In this post, I’m going to talk about how I approach testing from the standpoint of internal and external qualities. I’m also going to indicate why I think automation is a form of testing but certainly cannot be all of testing. However, bear with me, as I’m going to approach this via a specific scenario around games.
Why games? Well, in the past I’ve talked about testing games for graphics and performance as well as testing games for fairness or difficulty. As anyone who follows the game industry knows, lots of so-called “triple A” games have serious quality issues upon release. It’s worth considering how tricky game testing is.
I’m not excusing the state of certain game releases just because testing games is hard. But, in fact, testing games is hard and it’s at least worth understanding why.
At a glance, a reader might think that this post is of limited interest to them if they don’t test games or even care about games. But I think it’s instructive to consider how testing is carried out in different contexts. I also think it’s interesting to consider how much technical testing is required in this context and how much automation is often required. If you stick with me, I’ll show why I think approaching this via games helps us with thinking about testing in any context.
This post will match up a bit with my testing like it was 1980 post, which was not about games, but where there was quite a bit of focus on testers being proficient with code and where “automation” of some sort was front-and-center. Not, I should note, as a replacement for humans but as a way to assist. As a testing industry, allowing for some generalization here, we’ve disconnected from the development industry in many ways and enabled an often fruitless set of debates setting up an ineradicable opposition between “manual” and “automated” testing.
Our Game Test Scenario
Imagine this: you’re a tester at a game development studio. Your development team has implemented a highly anticipated feature: a subsurface skin scattering shader.
Yikes, what does that even mean?
When light interacts with translucent materials — like marble or wax — it doesn’t just reflect off the surface. It penetrates a short distance beneath the surface, scatters within the material, and then exits at a different point. This creates a softer, more diffused appearance compared to purely surface reflections. Here’s an example of how developers might set this up in the popular Unreal Engine.
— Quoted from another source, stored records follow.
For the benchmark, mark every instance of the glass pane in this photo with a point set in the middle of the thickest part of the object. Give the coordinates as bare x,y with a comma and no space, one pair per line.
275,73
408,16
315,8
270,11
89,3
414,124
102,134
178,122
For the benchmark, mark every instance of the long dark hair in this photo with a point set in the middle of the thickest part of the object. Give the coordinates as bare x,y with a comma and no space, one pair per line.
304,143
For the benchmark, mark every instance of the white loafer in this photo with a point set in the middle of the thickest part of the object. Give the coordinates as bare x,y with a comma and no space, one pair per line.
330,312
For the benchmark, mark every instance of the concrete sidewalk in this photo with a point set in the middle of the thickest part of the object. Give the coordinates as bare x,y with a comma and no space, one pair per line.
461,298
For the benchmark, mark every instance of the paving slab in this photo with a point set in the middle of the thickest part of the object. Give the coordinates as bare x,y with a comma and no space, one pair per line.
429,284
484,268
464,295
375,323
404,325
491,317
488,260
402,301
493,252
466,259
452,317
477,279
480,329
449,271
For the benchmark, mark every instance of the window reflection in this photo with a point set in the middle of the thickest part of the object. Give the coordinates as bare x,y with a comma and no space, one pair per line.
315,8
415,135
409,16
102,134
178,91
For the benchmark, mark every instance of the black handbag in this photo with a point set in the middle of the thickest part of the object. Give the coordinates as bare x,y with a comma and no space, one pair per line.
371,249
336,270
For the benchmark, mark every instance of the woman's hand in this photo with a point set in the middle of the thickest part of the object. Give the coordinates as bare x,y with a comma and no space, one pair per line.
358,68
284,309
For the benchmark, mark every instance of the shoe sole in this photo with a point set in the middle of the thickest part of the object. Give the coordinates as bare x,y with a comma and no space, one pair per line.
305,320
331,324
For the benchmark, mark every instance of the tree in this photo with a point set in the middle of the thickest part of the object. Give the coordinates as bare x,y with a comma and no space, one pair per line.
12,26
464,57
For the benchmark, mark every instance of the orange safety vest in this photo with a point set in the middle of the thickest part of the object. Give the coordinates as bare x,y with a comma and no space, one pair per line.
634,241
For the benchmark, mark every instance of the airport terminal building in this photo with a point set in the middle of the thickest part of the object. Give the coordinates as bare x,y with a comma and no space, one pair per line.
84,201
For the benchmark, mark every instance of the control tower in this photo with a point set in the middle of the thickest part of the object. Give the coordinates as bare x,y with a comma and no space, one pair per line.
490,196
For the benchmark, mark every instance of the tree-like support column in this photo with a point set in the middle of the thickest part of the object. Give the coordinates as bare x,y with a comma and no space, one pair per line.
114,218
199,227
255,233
From the standpoint of skin specifically, consider that if you shine a flashlight on your hand, the red glow you see is caused by light scattering through your skin and interacting with blood and tissue.

A subsurface skin scattering shader is a piece of rendering technology designed to replicate the effect I just described in a virtual environment. By simulating how light interacts with layers beneath the surface of a character’s skin, it adds depth and realism to digital characters, making them appear more lifelike.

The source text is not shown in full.